Oordeel 2014-48a en 48b, arts, kanker, dementie / alzheimer, uitzichtloos en ondraaglijk lijden, consultatie
Twee echtgenoten verzochten om gelijktijdige levensbeëindiging. Patiënte, een vrouw van 60-70 jaar, had een sigmoidcarcinoom. Zij leed onder meer onder heftige buikkrampen, aftakeling en toenemende afhankelijkheid. Patiënt, een man van 70-80 jaar, had de ziekte van Alzheimer. Hij was vrijwel volkomen afhankelijk van zijn echtgenote. Zij waren altijd samen geweest en erg op elkaar aangewezen.
Gelet op de levensgeschiedenis van patiënt, de nauwe relatie met zijn echtgenote en het ontbreken van een eigen sociaal netwerk, kon de arts tot de overtuiging komen dat voor patiënt (het vooruitzicht van) een leven, waarin hij voor haar lichamelijke verzorging afhankelijk zou zijn van anderen, waarschijnlijk in een verpleeghuis, uitzichtloos en ondraaglijk lijden betekende. Dit lijden kon in overwegende mate worden toegeschreven aan een medisch classificeerbare aandoening.

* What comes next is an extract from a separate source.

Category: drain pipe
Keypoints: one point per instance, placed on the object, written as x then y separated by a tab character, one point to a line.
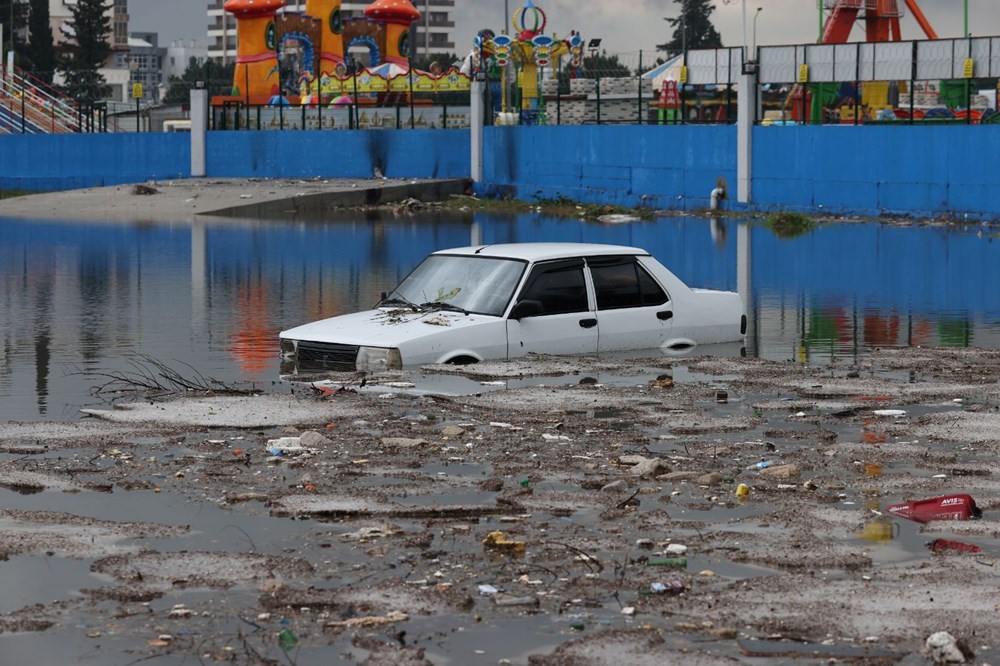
717	194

De arts raadpleegde in het geval van patiënte twee consulenten. De eerste consulent concludeerde dat bij patiënte sprake was van tunnelvisie gericht op het samen met haar echtgenoot sterven op dezelfde dag. Hierdoor was haar zicht op een redelijke andere oplossing beperkt. Volgens deze consulent was niet aan de zorgvuldigheidseisen voldaan. De tweede consulent bezocht patiënte een week later en kwam tot de conclusie dat aan de zorgvuldigheidseisen was voldaan. De arts heeft duidelijk onderbouwd waarom hij het niet eens was met de aanbevelingen van de eerste consulent en aannemelijk gemaakt dat voor patiënte geen redelijke behandelalternatieven aanwezig waren.
Het betreft hier twee afzonderlijke meldingen, die apart door de commissie zijn beoordeeld. Beide oordelen worden hier weergegeven.